摘要 | 因子分析是一种通过探索变量之间的协方差结构, 进而从变量群中提取公共因子的统计降维技术. 目前主要分为探索性因子分析和验证性因子分析两种, 已被广泛应用于降维、变量提取、结构方程模型的测量方程等多方面. 传统的因子模型是基于条件期望模型理论, 但在某些特定情况下, 由于原始变量分布的复杂性, 人们感兴趣的不仅涉及均值中潜在因子的影响, 而且涉及由分位数表示的整个响应分布中潜在因子的影响时, 仅仅从均值位置中提取公共因子是不足以全面刻画数据的内部结构的.因此, 无论是探索性因子分析、验证性因子分析还是因子分析的进一步拓展应用, 考虑不同分位数下提取潜在的公共因子, 用以反映观测变量和潜在变量、潜在变量与潜在变量之间的关系, 就显得尤为必要.
因子分析中最核心的内容是因子载荷矩阵的估计. 近年来, 在日益高维和复杂的数据背景下, 因子载荷矩阵估计中获得具有稀疏结构的载荷矩阵对因子分析应用的可扩展性越来越重要. 大量学者采用贝叶斯统计推断方法, 包括以先验信息来降低维数或帮助选择潜在因子数量, 同时通过后验分布模式来提供不确定性的概率度量. 为此, 本文主要在贝叶斯框架下讨论若干分位数因子模型及其拓展的统计推断问题, 它不仅具有分位数提取公共因子的优势, 同时使因子分析的降维具有稀疏特性, 而且利用历史数据和先验信息进行辅助分析.
本文围绕因子模型的基本理论、方法和应用展开, 全面梳理因子模型、分位数因子模型、贝叶斯因子载荷估计的现有文献, 按照“正态因子模型—稳健因子模型—分位数因子模型—分位数因子模型应用拓展”的研究思路, 分别从探索性因子分析、验证性因子分析及结构方程模型中的因子分析应用等方面展开分位数因子模型的理论和应用研究. 具体工作如下:
首先, 针对传统因子模型正态似然假定的局限性, 为应对现实中遇到的非正态数据类型, 提高因子分析的有效性和对异常值建模的稳健性, 本文在全局-局部收缩先验下提出了基于多元分布似然的贝叶斯稳健因子模型, 以获得更稳健的协方差估计.

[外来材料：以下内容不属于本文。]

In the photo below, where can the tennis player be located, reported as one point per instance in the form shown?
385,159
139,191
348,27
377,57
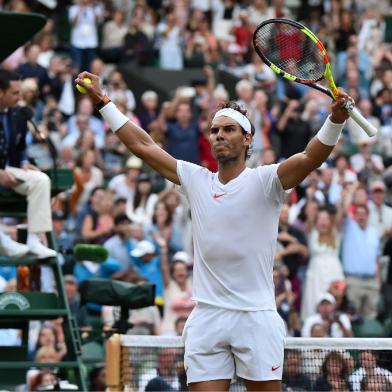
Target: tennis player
235,329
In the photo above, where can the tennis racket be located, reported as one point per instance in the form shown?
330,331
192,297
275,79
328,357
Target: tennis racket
293,52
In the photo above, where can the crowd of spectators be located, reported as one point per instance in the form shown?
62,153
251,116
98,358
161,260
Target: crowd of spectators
332,268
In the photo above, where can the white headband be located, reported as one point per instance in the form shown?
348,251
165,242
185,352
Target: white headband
236,116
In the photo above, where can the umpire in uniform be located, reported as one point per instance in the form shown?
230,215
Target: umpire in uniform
15,170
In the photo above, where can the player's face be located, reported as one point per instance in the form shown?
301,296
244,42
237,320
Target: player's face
227,140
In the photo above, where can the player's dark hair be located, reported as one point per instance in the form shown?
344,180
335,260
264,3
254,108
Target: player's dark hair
234,105
6,77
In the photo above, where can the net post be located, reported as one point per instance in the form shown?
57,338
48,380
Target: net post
113,363
125,369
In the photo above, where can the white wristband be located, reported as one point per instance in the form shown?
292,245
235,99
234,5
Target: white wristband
330,132
113,116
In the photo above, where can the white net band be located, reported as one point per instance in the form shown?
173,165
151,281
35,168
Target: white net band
291,343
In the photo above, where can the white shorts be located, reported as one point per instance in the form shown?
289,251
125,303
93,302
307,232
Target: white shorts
221,344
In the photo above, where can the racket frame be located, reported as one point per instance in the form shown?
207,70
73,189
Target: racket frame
332,92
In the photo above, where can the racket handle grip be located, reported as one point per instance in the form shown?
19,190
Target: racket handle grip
356,115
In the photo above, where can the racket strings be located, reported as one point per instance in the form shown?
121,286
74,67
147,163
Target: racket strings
290,50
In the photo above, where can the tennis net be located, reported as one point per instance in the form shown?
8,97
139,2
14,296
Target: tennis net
341,364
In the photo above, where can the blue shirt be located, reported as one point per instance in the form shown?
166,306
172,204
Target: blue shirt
183,143
360,249
150,270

其次, 利用非对称Laplace分布相对简单的形式和对偏态、异常值建模的能力强的特点, 将分位数提取公共因子分别引入探索性因子分析、验证性因子分析及延伸到结构方程模型中, 分别得到分位数因子模型和分位数结构方程模型. 在分位数因子模型中, 在广义非对称Laplace分布下给出了基于狄利克雷Lapalce先验的 贝叶斯分层分位数因子模型参数的后验估计. 在分位数结构方程模型中,通过理论假设因子载荷的稀疏模式, 利用测量方程探寻观测变量和潜在变量间的数量关系;
借助于目前比较流行的稀疏先验(如贝叶斯Lasso、马蹄形先验和钉板Lasso先验), 利用结构方程进一步探索解释潜变量对结果潜变量的影响; 并考虑了贝叶斯分位数结构方程模型的变分近似推断, 同时结合bootstrap重采样技术进一步解决了变分后验分布中存在的偏差和方差低估等问题.
最后, 从应用视角, 资产定价模型的核心是确定资产的预期收益及其与资产风险暴露的关系, 通常用高度结构化、简化的因子模型来对股票收益变动进行建模分析. 基于传统的因子模型和基于特征的因子模型所驱动, 在贝叶斯框架下, 构建基于特征的半参数分位数因子模型, 通过Bayesian P-样条基拟合来刻画平滑的非线性函数, 用于分析潜在因子对超额收益的线性和非线性影响.

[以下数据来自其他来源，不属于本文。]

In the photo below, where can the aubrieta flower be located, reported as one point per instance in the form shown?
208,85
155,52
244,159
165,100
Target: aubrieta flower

本文主要在贝叶斯框架下提出了若干分位数因子模型及其拓展的稳健估计方法, 同时给出了因子载荷的稀疏估计、参数估计以及区间估计等. 数值模拟表明,本文提出的贝叶斯后验估计对实际中遇到的非正态数据类型, 尤其是具有尖峰厚尾分布的数据类型具有较为理想的估计结果, 能够应对特殊因子不满足传统正态假定的因子模型的估计问题. 在实际应用中, 分别以FRED-QD数据、财务数据和股票数据进行了佐证.
结果表明: 本文提出的方法具有较为广泛的实际应用场景和较为理想的估计结果, 可很好地适用于对高维数据进行更为有效的分析,同时为不同领域的使用者提供有效的信息获取思路. |
英文摘要 | Factor analysis is a statistical dimensionality reduction technique that extracts common factors from a group of variables by exploring the covariance structure between variables. Currently, it is mainly divided into exploratory factor analysis and confirmatory factor analysis, which have been widely used in dimensionality reduction, variable extraction, and the measurement equation of structural equation model and many other aspects. The traditional factor model is based on the theory of conditional expectation model. However, in some specific cases, due to the complexity of the distribution of the original variable, people are interested in not only the influence of the latent factors in the mean, but also the influence of latent factors in the entire response distribution represented by quantiles. Simply extracting common factors from the mean position is not sufficient to fully characterize the internal structure of data. Therefore, whether it is exploratory factor analysis, confirmatory factor analysis or further expanded applications of factor analysis, it is particularly necessary to consider extracting latent common factors at different quantiles to reflect the relationships between observed variables and latent variables, as well as between latent variables and latent variables.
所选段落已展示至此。